I was supposed to go to the symphony tonight. I say 'supposed to' because I am no longer going. I mean, I'd like to go, but with a clogged duct and a baby with a clogged nose, I've decided not to. It was a plan I'd made with my mother-in-law to go to this wednesday series, which I did once and have now cancelled twice. I am a bad symphony partner. I believe it will probably be many years before I can hold tickets in my hand and say with certainty that I will be attending. There are too many variables. And unlike the usual variables, these variables trump everything else. Baby trumps everything. Husband who I only get to see a few hours a day trumps everything except baby.
That said, I probably should have gone. I am spending so much time alone with the baby that I am practically surprised when people talk to me in plain english.
"Are we going to the store today Ender?"
"We don't have time to go to the library"
While this is representative of a conversation, it's not representative of our activities. Mostly we sit around on the carpet and play with blocks. I've called Babyhawk about my carrier, which still has not arrived after 11 business days of waiting. When speaking to their customer service representative, I recieved the same crappy customer service I've come to expect from most American companies. Bored, unfriendly and unhelpful. I'd like to give her the benefit of the doubt and say that she probably worked in some horrible office building, wearing sensible shoes and a modest-lengthed skirt, staring at the clock, counting the minutes 'till she could get home to her babies, but I can't. Her kid was in the background. She was working at home, and still couldn't even muster up any form of friendliness.
I'm not quite sure why friendliness is cultural. It makes people happy to be smiled at, to be talked to positively. And yet there are countries that are well-known for their friendliness, or lack thereof. Friendliness is even interpreted differently, it would seem, as I find Montreal to be one of the more friendly cities, and my mother feels constantly the butt of some kind of joke she didn't hear when she visits.
It still begs the question though, which ancestor was it that decided that friendliness was something that was important to instill in his children? And who was it that decided that his common man required no courtesy?

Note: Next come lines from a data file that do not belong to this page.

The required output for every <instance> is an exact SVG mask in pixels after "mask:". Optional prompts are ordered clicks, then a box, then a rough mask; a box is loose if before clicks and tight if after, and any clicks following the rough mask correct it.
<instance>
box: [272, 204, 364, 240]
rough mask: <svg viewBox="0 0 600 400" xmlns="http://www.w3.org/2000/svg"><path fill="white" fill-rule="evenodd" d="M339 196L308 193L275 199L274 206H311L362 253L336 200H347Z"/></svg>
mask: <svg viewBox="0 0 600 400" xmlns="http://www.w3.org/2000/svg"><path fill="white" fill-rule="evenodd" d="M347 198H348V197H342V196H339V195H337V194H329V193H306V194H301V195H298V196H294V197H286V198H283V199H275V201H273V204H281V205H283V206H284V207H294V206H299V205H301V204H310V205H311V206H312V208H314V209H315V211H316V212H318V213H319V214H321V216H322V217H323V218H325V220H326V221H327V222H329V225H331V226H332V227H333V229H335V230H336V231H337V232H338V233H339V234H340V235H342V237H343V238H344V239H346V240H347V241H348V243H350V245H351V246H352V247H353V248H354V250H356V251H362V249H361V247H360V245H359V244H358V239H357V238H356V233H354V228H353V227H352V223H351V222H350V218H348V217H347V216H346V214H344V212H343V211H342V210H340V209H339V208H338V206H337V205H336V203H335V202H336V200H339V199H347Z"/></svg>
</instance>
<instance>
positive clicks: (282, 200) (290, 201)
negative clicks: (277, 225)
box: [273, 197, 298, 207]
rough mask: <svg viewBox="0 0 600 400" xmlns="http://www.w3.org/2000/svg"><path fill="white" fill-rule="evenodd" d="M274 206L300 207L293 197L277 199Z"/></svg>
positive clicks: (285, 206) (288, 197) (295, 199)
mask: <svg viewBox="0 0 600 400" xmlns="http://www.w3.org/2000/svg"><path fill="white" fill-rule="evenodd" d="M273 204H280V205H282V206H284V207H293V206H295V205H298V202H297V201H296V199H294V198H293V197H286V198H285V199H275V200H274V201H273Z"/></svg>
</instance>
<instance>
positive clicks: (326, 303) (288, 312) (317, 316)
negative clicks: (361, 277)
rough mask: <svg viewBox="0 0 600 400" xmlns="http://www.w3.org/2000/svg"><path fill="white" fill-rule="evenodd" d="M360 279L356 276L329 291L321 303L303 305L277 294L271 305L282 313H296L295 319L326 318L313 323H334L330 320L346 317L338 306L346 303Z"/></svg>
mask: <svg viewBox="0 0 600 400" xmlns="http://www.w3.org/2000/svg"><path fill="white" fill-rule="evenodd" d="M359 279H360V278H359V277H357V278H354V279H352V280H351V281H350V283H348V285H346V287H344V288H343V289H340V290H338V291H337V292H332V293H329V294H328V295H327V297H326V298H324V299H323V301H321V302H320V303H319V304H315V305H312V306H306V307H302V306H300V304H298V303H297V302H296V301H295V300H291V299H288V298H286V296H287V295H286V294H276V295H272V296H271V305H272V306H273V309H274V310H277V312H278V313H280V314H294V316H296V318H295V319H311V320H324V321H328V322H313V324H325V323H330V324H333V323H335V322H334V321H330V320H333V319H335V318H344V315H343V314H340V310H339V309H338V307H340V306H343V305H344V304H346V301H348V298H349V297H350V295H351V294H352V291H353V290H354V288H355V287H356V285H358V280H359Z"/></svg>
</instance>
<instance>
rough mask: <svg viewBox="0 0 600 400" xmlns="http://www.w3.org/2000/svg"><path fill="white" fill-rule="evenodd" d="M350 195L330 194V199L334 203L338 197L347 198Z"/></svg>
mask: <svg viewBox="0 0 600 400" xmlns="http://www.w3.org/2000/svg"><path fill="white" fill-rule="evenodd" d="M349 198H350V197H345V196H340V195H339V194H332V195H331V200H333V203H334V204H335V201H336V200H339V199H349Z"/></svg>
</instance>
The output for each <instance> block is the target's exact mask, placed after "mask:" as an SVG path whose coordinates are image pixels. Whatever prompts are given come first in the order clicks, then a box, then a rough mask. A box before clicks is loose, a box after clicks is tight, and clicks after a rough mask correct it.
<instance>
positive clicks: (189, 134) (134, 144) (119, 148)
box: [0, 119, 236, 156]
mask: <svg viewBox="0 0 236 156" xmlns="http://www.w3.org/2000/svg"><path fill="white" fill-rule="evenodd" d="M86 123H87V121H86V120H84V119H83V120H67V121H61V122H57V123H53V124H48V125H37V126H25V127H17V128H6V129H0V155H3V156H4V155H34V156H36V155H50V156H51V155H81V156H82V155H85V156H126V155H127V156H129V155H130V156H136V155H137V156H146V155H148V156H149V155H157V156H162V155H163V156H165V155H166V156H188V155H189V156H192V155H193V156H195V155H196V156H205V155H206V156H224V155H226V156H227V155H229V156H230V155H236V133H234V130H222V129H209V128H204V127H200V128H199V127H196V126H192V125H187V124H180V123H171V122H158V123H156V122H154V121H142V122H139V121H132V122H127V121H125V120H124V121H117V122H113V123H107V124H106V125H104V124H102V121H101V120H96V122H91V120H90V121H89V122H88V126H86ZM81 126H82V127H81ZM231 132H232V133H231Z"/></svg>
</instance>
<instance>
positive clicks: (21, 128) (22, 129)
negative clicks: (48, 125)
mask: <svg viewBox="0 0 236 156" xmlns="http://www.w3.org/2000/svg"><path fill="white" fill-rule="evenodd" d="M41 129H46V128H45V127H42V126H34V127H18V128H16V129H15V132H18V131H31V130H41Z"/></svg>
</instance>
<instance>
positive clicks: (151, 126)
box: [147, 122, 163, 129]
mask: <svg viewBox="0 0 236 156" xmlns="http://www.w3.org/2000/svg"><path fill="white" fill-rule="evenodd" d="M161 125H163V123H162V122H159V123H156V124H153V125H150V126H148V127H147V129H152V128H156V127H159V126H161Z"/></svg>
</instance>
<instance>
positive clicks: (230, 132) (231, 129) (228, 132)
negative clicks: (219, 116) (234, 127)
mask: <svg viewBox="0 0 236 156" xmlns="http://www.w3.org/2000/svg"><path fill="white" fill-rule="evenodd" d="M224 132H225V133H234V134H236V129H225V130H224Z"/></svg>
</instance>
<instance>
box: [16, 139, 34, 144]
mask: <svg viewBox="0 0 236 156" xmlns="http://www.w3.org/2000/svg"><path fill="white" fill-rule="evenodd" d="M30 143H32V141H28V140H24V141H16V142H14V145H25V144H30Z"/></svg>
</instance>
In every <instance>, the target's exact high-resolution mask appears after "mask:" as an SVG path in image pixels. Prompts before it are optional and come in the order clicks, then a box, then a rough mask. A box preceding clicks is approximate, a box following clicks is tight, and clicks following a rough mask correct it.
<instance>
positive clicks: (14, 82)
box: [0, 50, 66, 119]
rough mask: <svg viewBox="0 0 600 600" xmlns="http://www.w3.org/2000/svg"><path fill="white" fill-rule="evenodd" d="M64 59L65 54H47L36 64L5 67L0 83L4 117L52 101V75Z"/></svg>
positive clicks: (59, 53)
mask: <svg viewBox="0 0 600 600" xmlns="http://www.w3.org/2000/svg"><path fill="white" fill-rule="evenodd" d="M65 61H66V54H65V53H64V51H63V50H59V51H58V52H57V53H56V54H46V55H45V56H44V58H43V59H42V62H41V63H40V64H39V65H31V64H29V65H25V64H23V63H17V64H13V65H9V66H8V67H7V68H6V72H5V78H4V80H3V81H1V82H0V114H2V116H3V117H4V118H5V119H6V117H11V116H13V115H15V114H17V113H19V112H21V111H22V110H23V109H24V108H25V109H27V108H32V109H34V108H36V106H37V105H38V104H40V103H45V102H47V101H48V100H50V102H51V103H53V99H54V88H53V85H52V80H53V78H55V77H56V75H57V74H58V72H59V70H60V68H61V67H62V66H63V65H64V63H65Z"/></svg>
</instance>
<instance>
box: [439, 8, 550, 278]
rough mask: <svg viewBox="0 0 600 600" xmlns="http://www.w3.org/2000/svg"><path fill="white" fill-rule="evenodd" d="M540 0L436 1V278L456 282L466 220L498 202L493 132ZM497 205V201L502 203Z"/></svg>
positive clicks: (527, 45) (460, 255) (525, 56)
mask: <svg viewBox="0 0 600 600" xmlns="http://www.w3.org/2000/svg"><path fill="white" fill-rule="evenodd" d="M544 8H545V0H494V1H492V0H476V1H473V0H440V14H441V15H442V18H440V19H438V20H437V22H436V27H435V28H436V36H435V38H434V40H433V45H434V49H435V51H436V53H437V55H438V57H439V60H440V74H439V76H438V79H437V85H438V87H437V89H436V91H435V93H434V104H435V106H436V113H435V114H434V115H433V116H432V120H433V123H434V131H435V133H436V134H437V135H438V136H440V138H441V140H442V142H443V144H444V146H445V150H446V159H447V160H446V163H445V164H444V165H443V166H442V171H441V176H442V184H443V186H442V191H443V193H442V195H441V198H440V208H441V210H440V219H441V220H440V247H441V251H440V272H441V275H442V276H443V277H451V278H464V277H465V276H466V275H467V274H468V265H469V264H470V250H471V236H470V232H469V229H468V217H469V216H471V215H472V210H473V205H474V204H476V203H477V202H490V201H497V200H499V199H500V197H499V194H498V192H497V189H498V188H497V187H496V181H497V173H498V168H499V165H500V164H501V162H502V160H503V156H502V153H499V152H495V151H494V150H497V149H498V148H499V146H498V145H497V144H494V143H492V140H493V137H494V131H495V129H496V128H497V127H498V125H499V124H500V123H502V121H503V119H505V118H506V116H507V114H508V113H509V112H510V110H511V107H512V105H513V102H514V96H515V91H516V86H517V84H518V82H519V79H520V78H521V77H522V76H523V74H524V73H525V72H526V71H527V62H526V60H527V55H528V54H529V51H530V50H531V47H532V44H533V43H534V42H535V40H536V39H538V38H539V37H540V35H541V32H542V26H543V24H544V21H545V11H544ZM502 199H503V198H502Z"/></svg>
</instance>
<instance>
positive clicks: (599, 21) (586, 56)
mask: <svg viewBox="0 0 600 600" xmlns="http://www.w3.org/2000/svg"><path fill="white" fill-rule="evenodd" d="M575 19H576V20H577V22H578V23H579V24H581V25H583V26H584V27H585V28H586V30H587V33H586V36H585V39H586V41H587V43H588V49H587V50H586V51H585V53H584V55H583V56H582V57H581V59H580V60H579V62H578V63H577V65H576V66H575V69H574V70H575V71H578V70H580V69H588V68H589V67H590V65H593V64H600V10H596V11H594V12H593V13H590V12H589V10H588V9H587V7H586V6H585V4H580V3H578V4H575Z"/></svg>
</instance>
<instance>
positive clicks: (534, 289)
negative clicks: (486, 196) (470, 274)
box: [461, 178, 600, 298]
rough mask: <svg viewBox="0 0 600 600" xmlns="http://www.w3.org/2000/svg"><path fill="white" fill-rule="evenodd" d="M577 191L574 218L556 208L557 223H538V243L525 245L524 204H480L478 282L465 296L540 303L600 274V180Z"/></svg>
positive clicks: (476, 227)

We're very close to finishing our school applications, and then I'll have a weight lifted off my mind. My mom is coming to watch the baby for Mike and I on Valentines Day. She's taking him out of the house, which means we will be alone together in our home for the first time in 9 months. I need this so badly. There's something about parenting that just makes your relationship so public. Privacy is highly underrated, and a lack of it makes us snap at eachother and not appreciate one another as we should.
Anywho...I'm now going to drink two very measured glasses of the fancy organic wine we bought the would-be babysitter, and encourage Ender to crawl. A night to remember indeed!